Les indices recueillis sur place faisaient plutôt pencher l'enquête vers la piste d'une mise en scène organisée par l'agent blessé, selon RNE.
L'un des principaux indices est le reste de munition retrouvé, qui correspond à des armes habituellement utilisées par la garde civile et non par l'ETA.
Le ministère de l'Intérieur n'était pas immédiatement disponible dimanche après-midi pour confirmer cette information à l'AFP.
Des sources antiterroristes citées par les médias espagnols avaient indiqué dans un premier temps que l'agent avait été blessé dans un échanges de tirs à proximité de la caserne de Leitza, avec des membres présumés de l'ETA se préparant à commettre un attentat.
Une porte-parole de la préfecture de Navarre avait simplement confirmé à l'AFP qu'un agent avait été blessé par balles près de la caserne de Leitza, à une cinquantaine de kilomètres au nord de Pampelune, sans donner plus d'informations.

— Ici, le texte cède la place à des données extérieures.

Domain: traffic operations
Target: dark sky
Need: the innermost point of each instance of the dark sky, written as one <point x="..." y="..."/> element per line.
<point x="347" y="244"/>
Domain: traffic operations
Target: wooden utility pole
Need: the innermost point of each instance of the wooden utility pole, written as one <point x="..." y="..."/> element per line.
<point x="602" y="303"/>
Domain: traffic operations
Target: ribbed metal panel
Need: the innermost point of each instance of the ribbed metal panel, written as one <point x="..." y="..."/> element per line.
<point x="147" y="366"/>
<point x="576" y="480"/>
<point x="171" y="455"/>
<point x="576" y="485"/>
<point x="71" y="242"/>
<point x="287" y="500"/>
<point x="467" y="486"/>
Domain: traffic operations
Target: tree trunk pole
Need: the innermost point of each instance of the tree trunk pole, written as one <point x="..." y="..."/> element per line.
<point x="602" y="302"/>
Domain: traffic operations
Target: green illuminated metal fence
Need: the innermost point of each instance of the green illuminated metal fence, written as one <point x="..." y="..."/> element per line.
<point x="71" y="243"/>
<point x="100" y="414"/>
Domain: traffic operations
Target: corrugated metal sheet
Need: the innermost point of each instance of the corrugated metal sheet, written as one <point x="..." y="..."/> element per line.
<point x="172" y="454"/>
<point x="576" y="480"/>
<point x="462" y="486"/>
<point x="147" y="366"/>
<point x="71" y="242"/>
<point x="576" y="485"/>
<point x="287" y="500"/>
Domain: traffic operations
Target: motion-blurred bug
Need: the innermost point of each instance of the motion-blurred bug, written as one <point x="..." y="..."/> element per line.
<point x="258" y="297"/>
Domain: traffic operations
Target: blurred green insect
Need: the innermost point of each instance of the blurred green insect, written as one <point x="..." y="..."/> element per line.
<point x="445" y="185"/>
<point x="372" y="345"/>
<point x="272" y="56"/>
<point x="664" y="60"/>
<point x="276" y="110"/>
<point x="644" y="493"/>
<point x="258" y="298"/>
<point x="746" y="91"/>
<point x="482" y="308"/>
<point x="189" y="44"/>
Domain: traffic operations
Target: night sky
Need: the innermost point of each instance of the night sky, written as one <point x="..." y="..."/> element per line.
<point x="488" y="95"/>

Le garde civil a été opéré d'une fracture à un bras. Son "état est satisfaisant et l'évolution sera logiquement positive", a déclaré à la presse, peu après l'opération, Nacho Yurs, le directeur médical de l'hôpital de Navarre où il a été transporté.
Les casernes sont régulièrement visées par les attentats de l'ETA, tenue pour responsable de 828 morts en 41 ans d'attentats pour l'indépendance du Pays Basque et de la Navarre.
Le dernier attentat de l'organisation, qui remonte au 30 juillet, avait eu lieu devant la caserne de la garde civile de Palmanova, sur l'île de Majorque aux Baléares. Deux gardes civils avaient été tués.